Inchmickery is a small island in the Firth of Forth in Scotland. It is about 2 mi north of Edinburgh.

Its name comes from the Scottish Gaelic, Innis nam Biocaire, meaning Isle of the Vicars, implying that there may have been an old ecclesiastical or Culdee settlement here, as in nearby Inchcolm. It features occasionally in a riddle, "How many inches is the Forth?", playing on a pun on 'Inch' (Innis), the Gaelic word for island, and inch, the imperial measurement.

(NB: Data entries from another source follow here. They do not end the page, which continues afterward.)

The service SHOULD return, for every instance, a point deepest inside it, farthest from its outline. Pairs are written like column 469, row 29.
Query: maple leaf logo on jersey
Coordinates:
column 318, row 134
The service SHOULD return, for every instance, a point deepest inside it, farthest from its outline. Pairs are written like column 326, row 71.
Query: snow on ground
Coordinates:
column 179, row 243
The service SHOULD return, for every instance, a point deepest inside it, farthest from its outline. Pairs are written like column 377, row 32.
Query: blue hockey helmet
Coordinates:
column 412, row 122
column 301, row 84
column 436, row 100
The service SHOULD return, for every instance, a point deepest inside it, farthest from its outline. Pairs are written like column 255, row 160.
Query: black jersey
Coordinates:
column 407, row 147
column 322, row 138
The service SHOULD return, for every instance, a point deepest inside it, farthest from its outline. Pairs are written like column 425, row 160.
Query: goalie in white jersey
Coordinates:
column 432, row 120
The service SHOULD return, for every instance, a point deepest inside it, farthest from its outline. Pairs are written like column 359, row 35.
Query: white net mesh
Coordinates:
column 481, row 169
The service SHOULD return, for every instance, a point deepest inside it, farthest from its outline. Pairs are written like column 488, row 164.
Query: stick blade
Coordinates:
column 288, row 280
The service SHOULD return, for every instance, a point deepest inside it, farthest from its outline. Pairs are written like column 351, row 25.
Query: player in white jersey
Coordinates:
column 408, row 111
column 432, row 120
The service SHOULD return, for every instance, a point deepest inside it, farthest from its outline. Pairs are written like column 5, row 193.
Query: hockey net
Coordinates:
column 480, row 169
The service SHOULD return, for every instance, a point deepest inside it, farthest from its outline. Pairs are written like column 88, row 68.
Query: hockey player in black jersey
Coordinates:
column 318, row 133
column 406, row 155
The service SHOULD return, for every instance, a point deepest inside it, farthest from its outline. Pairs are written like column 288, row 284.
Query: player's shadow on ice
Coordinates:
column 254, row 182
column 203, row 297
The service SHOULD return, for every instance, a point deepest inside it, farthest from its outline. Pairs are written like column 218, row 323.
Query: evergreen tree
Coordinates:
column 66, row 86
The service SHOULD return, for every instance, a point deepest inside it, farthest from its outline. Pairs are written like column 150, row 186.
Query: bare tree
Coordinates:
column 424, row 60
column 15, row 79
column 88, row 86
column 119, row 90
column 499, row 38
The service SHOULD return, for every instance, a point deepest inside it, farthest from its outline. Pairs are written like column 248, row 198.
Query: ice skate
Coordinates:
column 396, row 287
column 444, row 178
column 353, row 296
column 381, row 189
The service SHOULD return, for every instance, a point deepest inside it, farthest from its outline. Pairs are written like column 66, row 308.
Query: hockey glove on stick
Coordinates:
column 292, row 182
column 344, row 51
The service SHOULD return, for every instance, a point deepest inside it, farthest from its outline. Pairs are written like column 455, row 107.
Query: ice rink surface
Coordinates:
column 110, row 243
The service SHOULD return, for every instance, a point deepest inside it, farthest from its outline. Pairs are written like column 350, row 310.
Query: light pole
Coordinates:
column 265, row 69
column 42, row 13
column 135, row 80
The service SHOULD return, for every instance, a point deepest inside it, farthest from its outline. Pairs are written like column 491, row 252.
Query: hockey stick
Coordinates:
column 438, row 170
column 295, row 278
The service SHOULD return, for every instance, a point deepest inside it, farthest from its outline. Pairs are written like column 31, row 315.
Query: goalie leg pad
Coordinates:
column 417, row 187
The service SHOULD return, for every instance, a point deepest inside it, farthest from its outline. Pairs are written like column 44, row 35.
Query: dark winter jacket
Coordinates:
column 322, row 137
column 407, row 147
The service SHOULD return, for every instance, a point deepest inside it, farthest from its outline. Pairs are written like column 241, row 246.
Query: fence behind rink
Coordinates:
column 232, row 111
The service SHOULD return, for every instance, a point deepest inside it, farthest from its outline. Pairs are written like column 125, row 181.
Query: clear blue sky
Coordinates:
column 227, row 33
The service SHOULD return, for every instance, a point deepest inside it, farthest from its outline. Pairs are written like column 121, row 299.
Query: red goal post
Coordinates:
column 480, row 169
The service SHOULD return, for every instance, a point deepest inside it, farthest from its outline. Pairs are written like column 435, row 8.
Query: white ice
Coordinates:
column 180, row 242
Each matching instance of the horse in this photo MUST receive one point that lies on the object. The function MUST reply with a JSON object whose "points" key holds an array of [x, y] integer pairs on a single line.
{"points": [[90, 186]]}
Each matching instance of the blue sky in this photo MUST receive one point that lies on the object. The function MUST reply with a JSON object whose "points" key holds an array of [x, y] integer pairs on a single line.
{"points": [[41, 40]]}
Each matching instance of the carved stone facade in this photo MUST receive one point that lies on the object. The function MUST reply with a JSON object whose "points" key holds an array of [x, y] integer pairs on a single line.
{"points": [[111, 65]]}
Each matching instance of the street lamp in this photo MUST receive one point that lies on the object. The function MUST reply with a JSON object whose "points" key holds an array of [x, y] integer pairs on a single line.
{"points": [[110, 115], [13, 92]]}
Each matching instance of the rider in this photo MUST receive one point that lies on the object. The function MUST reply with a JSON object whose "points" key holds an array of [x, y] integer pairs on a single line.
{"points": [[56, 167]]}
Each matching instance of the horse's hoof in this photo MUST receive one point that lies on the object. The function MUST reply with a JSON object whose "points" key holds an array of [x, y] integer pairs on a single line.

Inchmickery is tiny, only 100 metres by 200 metres. During both World War I and World War II the island was used as a gun emplacement. The concrete buildings make the island look (from a distance) like a battleship. Although the island is now uninhabited much of this concrete superstructure remains largely intact.

The conclusion of Iain Banks's 1993 novel Complicity was set here and the film adaptation used it as a location.

The island is now an RSPB reserve, and is home to breeding pairs of common eider, Sandwich terns and various gulls. It used to be a nesting site for the very rare roseate tern, but the roseate terns have now moved elsewhere in the Firth of Forth. There are exposed rocks off Inchmickery, known as the Cow & Calves.

Inchmickery was formerly known for its oyster-beds, and used to be covered in moss and lichen.